Am Montag hatten Lamberts Eltern schließlich angekündigt, nicht weiter juristisch gegen den Behandlungsstopp vorzugehen. Doch ob der Streit nun vorbei ist und sich die Familie vielleicht sogar versöhnen wird, ist offen. Die Eltern haben bereits eine Klage gegen den Arzt Lamberts eingereicht. Sie werfen dem Mediziner vor, ihren Sohn ermordet zu haben. Auf die Würde eines behinderten Menschen sei keine Rücksicht genommen worden. Der Tod ihres Sohnes und die Einstellung der Behandlung seien ein „schändlicher Fehler“.

Die zuständige Staatsanwaltschaft machte hingegen deutlich, keine Untersuchung wegen Mordes gegen den behandelnden Arzt einzuleiten. Stattdessen leite der Staatsanwalt von Reims, Matthieu Bourrette, eine Untersuchung zur Klärung der Todesursache ein und ordnete eine Obduktion an.

Für Vincent Lambert endete die tragische Geschichte am Donnerstagmorgen im Krankenhaus. Er sei um 8.24 Uhr gestorben, sagte sein Neffe François Lambert französischen Medien. Er sei erleichtert nach all den Jahren des Leidens.

Am Mittwochabend hatten sich noch rund 300 Menschen vor der Kirche Saint-Sulpice in Paris versammelt, um gemeinsam für Lambert zu beten. Sie prangerten die Einstellung der Versorgung an. In den Fall hatten sich immer wieder Vertreter aus Politik und Kirche auf höchster Ebene eingeschaltet. Frankreichs Präsident Emmanuel Macron hatte bereits im Mai erklärt, die Entscheidung der Gerichte zu akzeptieren und dem Urteil der Ärzte zu vertrauen.

Aus der katholischen Kirche kamen andere Töne. „Wir waren traurig, die Nachricht von Vincent Lamberts Tod zu hören“, erklärte Papst-Sprecher Alessandro Gisotti. Gott sei der einzige Herr des Lebens vom Anfang bis zu seinem natürlichen Ende. „Und wir haben die Pflicht, es immer zu schützen und der Kultur der Verschwendung nicht nachzugeben“, betonte er.

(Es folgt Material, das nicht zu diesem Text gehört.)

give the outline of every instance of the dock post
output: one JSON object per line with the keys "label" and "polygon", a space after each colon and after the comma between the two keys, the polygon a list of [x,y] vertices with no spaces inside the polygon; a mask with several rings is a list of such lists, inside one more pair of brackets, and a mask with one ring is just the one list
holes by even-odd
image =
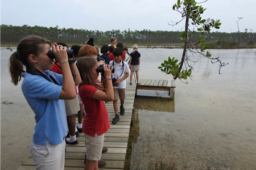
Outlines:
{"label": "dock post", "polygon": [[174,92],[175,92],[174,89],[175,88],[175,87],[176,87],[175,82],[174,80],[172,80],[169,91],[170,100],[174,100]]}

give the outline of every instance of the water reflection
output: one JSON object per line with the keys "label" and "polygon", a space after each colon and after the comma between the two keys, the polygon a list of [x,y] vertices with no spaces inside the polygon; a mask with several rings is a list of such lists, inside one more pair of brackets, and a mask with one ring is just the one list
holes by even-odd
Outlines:
{"label": "water reflection", "polygon": [[174,100],[168,97],[138,96],[134,107],[141,110],[175,112]]}
{"label": "water reflection", "polygon": [[[141,77],[159,79],[170,78],[156,69],[160,62],[181,53],[179,49],[140,52],[144,54]],[[229,63],[221,75],[218,64],[199,57],[193,80],[188,85],[176,82],[173,110],[167,103],[158,103],[157,97],[154,101],[136,99],[139,133],[134,133],[137,139],[131,144],[130,169],[150,169],[148,165],[159,160],[174,163],[177,169],[255,169],[255,52],[211,50]],[[156,61],[156,56],[161,58]]]}

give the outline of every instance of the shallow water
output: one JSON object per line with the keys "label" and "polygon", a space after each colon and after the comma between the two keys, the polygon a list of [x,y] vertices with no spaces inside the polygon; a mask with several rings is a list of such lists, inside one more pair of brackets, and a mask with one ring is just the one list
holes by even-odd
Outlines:
{"label": "shallow water", "polygon": [[[140,52],[140,75],[147,79],[168,78],[155,69],[162,56],[182,53],[180,49]],[[168,107],[171,110],[163,110],[166,101],[159,105],[156,98],[146,99],[148,105],[145,98],[135,99],[139,135],[133,144],[131,169],[146,169],[160,159],[171,160],[178,169],[255,169],[256,49],[211,52],[229,65],[219,75],[218,64],[199,57],[193,80],[176,81],[175,101]]]}
{"label": "shallow water", "polygon": [[[147,158],[172,159],[179,169],[255,169],[256,49],[210,51],[229,63],[222,74],[217,63],[196,56],[193,80],[188,84],[176,81],[175,101],[135,100],[139,133],[134,134],[131,169],[147,165]],[[139,52],[140,78],[155,79],[170,79],[157,67],[168,56],[182,53],[176,49]],[[29,156],[35,125],[20,83],[10,82],[7,60],[11,53],[1,48],[1,169],[16,169]]]}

Lamberts Hirn war bei dem Unfall schwerst geschädigt worden. Als Folge dessen befand er sich in einem vegetativen Zustand, einer Art Wachkoma. Das heißt in der Regel, dass Patienten zwar die Augen offen haben und wach erscheinen, aber keinen Gegenstand fixieren und auch nicht mit Sprache oder Bewegungen auf äußere Einflüsse reagieren. Das Stammhirn ist aber noch aktiv, Blutdruck, Atmung und viele Reflexe werden weiter geregelt.

 Lamberts Ehefrau Rachel kommen die Tränen, als sie gestern mit Journalisten spricht. Sie hatte sich dafür eingesetzt, dass die Ernährung eingestellt wird.

Lamberts Ehefrau Rachel kommen die Tränen, als sie gestern mit Journalisten spricht. Sie hatte sich dafür eingesetzt, dass die Ernährung eingestellt wird.

Foto: dpa/Thibault Camus

In Lamberts Fall kamen Ärzte zu dem Ergebnis, dass dieser Zustand irreversibel – also unumkehrbar – sei. Die Eltern sehen das anders und argumentieren, ihr Sohn sei lediglich schwer behindert gewesen und brauche dauerhafte Pflege.